One of the most powerful benefits of working with a dating coach privately is that you get answers when a dramatic internal battle develops regarding what to say to a man.
Here are a few of my best scripts to help you communicate your needs in a way that is feminine, sexy, confident and effective.
Scenario #1: He is always sending you texts and you prefer to take it to the phone.
When the guy you are dating uses texting as his primary form of communication, it is your responsibility to let him know if this does not meet your needs! During the phone and email interactions I have with a variety of women (who are all ages, by the way, with a variety of background and dating experience) I often hear complaints that men are always texting. Most often, though, they never tell these men that they prefer to be called. That said, here is how it could go down:
She: Thanks so much for reaching out Tim. I love hearing from you. I’m not a big “texter” in truth, and am (insert driving, at work, with my kids etc) right now. I would love to connect on the phone later. I’m free between (insert time). Talk then?
He: Sounds great. Didn’t want to interrupt you. Look forward to talking later tonight.
Scenario #2: You are communicating with someone you met online. The vibe is good but you are ready to take it off-line and want to create an opportunity for the “meet” date.
Often there are men (and women) who are happy to keep communication online. If you, however, are tired of the email chit and chat and want to move to the next phase (the “meet date”) it’s important you communicate to Mr. Potential without pursuing directly. Here’s how it could go down:
She: I have really enjoyed the email connection, Brad. In fact, I’m intrigued! I’m a big fan of moving through the email, though, so that we can both see if this is worth exploring further.
Technology is great but so NOT a substitute for the real deal. Right?!! Looking forward to your response. Kate.
Scenario #3: He’s late. It has happened twice and you want to let him know it’s important to you he is on time in the future.

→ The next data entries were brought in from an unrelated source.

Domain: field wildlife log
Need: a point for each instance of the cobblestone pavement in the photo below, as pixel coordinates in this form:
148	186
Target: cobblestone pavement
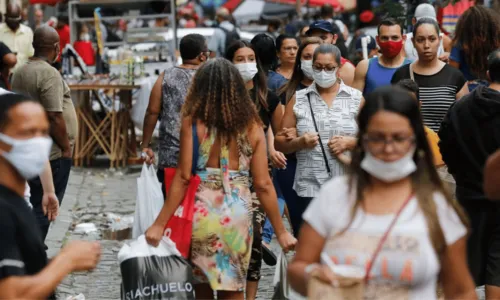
91	194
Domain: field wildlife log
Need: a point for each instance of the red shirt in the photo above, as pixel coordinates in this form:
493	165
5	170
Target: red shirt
63	36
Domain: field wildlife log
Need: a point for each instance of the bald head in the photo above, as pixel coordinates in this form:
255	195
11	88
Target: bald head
46	42
13	16
223	13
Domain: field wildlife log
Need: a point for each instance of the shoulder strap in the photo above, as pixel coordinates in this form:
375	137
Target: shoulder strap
384	238
320	142
412	75
196	149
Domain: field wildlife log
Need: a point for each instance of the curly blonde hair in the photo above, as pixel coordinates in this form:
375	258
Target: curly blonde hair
219	99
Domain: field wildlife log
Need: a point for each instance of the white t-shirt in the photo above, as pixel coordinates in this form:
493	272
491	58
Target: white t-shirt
411	52
407	266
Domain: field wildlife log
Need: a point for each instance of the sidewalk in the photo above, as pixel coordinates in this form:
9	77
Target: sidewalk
90	194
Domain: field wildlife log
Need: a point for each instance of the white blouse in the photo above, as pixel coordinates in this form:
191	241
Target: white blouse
340	119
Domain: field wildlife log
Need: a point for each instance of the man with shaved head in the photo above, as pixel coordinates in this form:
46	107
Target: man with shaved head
16	36
40	80
224	35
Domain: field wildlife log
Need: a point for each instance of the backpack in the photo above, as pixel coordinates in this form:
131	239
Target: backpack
231	37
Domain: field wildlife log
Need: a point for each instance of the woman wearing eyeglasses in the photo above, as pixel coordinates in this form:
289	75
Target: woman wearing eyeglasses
391	217
324	116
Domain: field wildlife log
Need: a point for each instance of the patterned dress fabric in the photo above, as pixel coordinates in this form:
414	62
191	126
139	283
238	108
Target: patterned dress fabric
175	86
222	222
340	119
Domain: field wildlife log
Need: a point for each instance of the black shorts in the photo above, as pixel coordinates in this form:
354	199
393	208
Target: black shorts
483	245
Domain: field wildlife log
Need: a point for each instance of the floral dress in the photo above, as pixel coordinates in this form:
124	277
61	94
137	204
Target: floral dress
222	221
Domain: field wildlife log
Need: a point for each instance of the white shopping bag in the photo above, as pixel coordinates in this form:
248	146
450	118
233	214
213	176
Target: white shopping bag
149	201
282	289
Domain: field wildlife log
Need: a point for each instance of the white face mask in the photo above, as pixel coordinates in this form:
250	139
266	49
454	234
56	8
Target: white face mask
389	171
306	66
27	156
247	70
324	79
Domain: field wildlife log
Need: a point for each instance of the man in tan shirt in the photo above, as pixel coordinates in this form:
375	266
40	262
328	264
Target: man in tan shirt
38	79
16	36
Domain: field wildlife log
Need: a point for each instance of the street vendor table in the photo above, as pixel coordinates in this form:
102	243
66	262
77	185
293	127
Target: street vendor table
111	130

I’m always a fan of giving a person the benefit of the doubt (if he/she has earned it). However, if being late becomes a habit it’s your responsibility to let him know that you are a person who places a high value on time. It’s important not to “attack” however when he does arrive. Instead, be your awesome, positive self until you have settled into the date. It’s critical that you approach him in a way that puts him at ease AND enables him to take your information without becoming defensive. Here’s how:
She: I really appreciate that you drove to pick me up tonight. It’s a little gesture but means so much to me. There is one thing though that I want you to know about me, though. I am one of those women who places a huge value on time and being timely. So I’m hoping we can work out a way for so that you can arrive on time, yet not feel rushed. What do you think?! (Make sure your tone is playful, kind and open. You want him to engage in solving the problem!)

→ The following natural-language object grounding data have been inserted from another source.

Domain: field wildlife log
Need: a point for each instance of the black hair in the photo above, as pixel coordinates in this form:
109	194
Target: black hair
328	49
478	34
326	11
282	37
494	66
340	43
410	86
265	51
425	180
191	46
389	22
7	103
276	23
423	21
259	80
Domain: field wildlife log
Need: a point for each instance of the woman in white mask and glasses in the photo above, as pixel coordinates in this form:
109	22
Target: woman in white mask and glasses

Scenario #4: He cancels your date. You want to express your disappointment to avoid miscommunicating that “it’s cool,” as you know the “cool girl” mentality will only serve to send the wrong message. You like him, though, and want to give him room to improve.
She: I’m so disappointed we aren’t going to get together. I was looking forward to it. (don’t skip this first piece!) I’m looking forward to rescheduling, Brad. My (insert date – e.g., Thursday) is open next week. Let me know if that works for you when you have time to get to your calendar. In the meantime, (insert “feel better,” “hope work slows down,” “your grandma recovers quickly” etc….)

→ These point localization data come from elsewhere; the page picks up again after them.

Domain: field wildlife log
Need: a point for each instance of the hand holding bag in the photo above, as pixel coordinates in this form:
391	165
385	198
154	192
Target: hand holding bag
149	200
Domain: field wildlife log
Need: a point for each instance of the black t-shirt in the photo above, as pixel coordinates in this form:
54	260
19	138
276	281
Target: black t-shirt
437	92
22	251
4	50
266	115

Scenario #5: Your relationship hasn’t been progressing, and you want to check in to see if he is “Quality Casual,” or a man who is looking for a long-term relationship. (e.g., Boyfriend Material).
It’s important to notice if a relationship is progressing or seems stymied before engaging in this conversation. Avoid this conversation until at least the 4th or 5th date. At this point, here’s how it could go down:
She: I have really enjoyed getting to know you Tom. We have had such fun on the amazing dates you have planned. You are so creative (or, insert other compliment, kudo or praise here!) I am hoping I can get to know you better though. I’m wondering if we could have a date that (insert here… “starts before 9pm, “ “is on a night when you don’t have to rush off to work/meeting/or other obligation,” or is before next week.”). In many cases, clients who have used this approach were shocked to know that “Tom” had no idea he was not making the relationship a priority. In some cases, the “Toms” of the world adjust, and in other cases this is when “Tom” fesses up that at this point he is not really looking for a serious relationship, freeing you up to find a Tom that is also looking for the real deal!